In instance-based learning (aka memory-based or non-parametric learning), predictions are made by querying high-dimensional numerical data clouds, and making inferences from local clusters, locally polynomial patches, and local kernel density estimates. When we make a prediction we must gather up the effects induced by each datapoint and combine them statistically. This is so slow as to render instance-based learning impractical for datasets larger than around 10,000 to 100,000 records. Previous researchers had addressed this by either throwing away data (known as "editing the dataset") or by performing range searches over kd-trees. Range searching cannot help, however, in problems where all datapoints have non-zero effect (such as kernel density estimation), or where the ranges cover a large fraction of the data.

We have been working on new algorithms that avoid these problems. It uses a new kind of kd-tree in which statistics about regions of space are maintained at many resolutions simultaneously. For fixed kernel width or range size, the cost of the query increases sub-logarithmically in the number of datapoints. And, unlike "editing", once built, the same tree can be used for arbitrary and changing distance metrics and kernels. As a result, massive model selection (autonomously picking the best out of thousands of computationally expensive learning algorithms) becomes tractable, and we know of no other instance-based systems that are able to do nearly as much model selection search as ours.

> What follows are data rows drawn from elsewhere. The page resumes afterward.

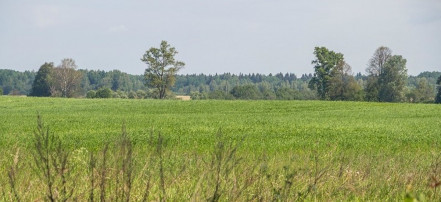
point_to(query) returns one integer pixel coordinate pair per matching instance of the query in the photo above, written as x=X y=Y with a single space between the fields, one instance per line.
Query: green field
x=329 y=150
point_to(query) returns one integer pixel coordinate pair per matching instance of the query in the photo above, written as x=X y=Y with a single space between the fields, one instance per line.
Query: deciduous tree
x=392 y=79
x=387 y=75
x=342 y=85
x=438 y=95
x=41 y=86
x=162 y=68
x=66 y=79
x=324 y=63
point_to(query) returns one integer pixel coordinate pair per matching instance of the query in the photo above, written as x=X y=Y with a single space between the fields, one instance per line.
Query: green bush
x=91 y=94
x=104 y=93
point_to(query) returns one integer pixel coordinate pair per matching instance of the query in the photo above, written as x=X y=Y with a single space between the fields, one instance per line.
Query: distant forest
x=283 y=86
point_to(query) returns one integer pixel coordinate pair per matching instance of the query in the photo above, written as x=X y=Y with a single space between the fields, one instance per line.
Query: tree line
x=386 y=81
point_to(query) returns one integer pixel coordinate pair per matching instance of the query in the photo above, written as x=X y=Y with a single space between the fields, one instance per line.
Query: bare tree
x=66 y=78
x=376 y=63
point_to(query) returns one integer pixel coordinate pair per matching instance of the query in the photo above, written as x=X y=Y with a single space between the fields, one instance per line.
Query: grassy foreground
x=220 y=150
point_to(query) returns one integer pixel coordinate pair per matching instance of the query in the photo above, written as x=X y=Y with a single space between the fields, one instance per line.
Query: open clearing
x=370 y=151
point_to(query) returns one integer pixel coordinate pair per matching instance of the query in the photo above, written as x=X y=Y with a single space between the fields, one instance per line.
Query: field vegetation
x=120 y=150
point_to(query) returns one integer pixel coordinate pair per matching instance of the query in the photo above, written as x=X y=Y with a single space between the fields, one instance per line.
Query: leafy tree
x=104 y=93
x=162 y=68
x=423 y=91
x=41 y=86
x=91 y=94
x=438 y=95
x=325 y=61
x=66 y=79
x=387 y=75
x=246 y=92
x=392 y=80
x=285 y=93
x=374 y=70
x=342 y=85
x=218 y=95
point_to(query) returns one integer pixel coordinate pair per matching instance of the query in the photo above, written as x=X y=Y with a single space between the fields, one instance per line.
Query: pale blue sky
x=248 y=36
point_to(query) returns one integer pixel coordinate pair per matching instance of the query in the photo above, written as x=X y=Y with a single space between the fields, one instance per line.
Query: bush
x=220 y=95
x=246 y=92
x=104 y=93
x=132 y=95
x=286 y=94
x=141 y=94
x=91 y=94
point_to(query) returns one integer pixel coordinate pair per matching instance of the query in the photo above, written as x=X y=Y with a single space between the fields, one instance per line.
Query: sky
x=236 y=36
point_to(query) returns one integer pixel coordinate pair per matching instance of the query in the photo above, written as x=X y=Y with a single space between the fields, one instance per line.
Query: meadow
x=220 y=150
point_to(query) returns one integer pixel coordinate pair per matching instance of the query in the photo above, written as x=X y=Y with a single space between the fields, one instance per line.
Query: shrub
x=91 y=94
x=246 y=92
x=104 y=93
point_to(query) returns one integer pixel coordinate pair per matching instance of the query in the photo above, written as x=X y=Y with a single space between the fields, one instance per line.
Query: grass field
x=291 y=150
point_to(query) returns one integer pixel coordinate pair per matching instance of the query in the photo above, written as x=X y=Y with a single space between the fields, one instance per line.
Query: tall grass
x=119 y=171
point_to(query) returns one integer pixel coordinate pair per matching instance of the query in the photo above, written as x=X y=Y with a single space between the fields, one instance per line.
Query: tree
x=66 y=79
x=103 y=93
x=387 y=75
x=438 y=95
x=285 y=93
x=392 y=79
x=342 y=85
x=246 y=92
x=324 y=63
x=41 y=86
x=162 y=68
x=374 y=70
x=423 y=91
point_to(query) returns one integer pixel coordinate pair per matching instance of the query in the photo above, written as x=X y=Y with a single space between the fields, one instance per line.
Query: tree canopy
x=41 y=86
x=162 y=68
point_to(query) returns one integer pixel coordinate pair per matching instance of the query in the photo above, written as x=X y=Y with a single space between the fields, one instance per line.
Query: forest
x=288 y=86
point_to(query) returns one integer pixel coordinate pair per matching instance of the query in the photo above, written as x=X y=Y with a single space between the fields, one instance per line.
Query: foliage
x=286 y=94
x=438 y=95
x=387 y=76
x=91 y=94
x=423 y=92
x=342 y=85
x=41 y=86
x=392 y=79
x=246 y=92
x=66 y=79
x=324 y=63
x=162 y=68
x=103 y=93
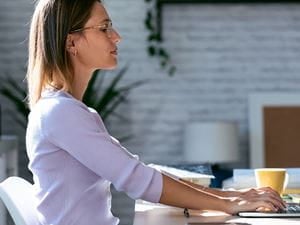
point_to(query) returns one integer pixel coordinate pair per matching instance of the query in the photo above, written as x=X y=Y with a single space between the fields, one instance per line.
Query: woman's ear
x=70 y=45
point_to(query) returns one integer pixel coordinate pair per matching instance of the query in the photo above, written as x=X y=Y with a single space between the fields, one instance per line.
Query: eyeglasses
x=107 y=28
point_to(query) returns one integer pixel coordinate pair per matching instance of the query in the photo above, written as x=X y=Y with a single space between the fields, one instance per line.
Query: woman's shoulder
x=58 y=104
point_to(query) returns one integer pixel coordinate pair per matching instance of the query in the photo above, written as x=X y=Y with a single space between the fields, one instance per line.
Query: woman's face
x=96 y=44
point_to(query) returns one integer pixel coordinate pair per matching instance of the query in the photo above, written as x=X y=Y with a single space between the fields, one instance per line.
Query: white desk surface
x=155 y=214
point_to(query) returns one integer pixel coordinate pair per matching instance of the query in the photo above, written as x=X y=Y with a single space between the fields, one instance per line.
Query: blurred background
x=222 y=52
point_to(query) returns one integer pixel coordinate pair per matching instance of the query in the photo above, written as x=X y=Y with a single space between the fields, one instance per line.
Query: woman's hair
x=48 y=60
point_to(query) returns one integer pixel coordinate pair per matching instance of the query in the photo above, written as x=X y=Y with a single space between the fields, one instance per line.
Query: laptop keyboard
x=292 y=208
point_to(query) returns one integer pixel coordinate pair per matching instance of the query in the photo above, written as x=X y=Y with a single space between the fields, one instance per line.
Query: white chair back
x=17 y=195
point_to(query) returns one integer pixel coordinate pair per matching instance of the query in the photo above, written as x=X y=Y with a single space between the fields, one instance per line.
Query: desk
x=156 y=214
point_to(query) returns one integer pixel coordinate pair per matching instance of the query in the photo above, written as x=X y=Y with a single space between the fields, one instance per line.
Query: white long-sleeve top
x=74 y=160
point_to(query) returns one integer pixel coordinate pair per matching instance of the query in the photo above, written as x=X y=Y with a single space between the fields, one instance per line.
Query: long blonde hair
x=48 y=60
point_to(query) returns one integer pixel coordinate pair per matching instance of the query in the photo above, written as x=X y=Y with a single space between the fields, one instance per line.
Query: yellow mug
x=275 y=178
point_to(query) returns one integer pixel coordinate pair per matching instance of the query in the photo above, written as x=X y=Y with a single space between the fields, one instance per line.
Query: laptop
x=292 y=210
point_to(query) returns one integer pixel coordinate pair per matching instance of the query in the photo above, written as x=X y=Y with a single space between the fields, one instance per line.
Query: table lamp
x=211 y=142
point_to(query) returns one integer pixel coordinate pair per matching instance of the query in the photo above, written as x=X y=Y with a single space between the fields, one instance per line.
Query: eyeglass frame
x=108 y=26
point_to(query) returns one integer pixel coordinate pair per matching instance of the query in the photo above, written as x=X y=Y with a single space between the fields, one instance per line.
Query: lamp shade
x=211 y=142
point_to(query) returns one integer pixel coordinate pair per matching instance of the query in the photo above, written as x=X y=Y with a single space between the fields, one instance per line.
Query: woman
x=72 y=157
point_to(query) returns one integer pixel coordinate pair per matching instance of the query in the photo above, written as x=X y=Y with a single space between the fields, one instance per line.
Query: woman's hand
x=261 y=199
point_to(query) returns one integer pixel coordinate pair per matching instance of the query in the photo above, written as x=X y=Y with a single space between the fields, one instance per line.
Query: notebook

Paper on Multiresolution Kernel Methods

More recent paper on Multiresolution methods for locally weighted polynomial regression

Elementary tutorial on kd-trees

Slides from talk on Multiresolution kdtrees

Constant-time "counting": ADtree representations of cached sufficient statistics

The ADtree (all-dimensions tree) is a new data structure that can empirically give a 50-fold to 1000-fold computational speedup for machine learning methods such as Bayes net structure finders, rule learners and feature selectors operating on large datasets. Many machine learning algorithms need to do vast numbers of counting queries (e.g. "How many records have Color=Blue, Nationality=British, Smoker=False, Status=Married, Nose=Big?"). Similarly, many algorithms need to build and test many contingency tables. We are researching methods for which, subject to certain assumptions, the costs of these kinds of operations can be shown to be independent of the number of records in the dataset and loglinear in the number of non-zero entries in the contingency table.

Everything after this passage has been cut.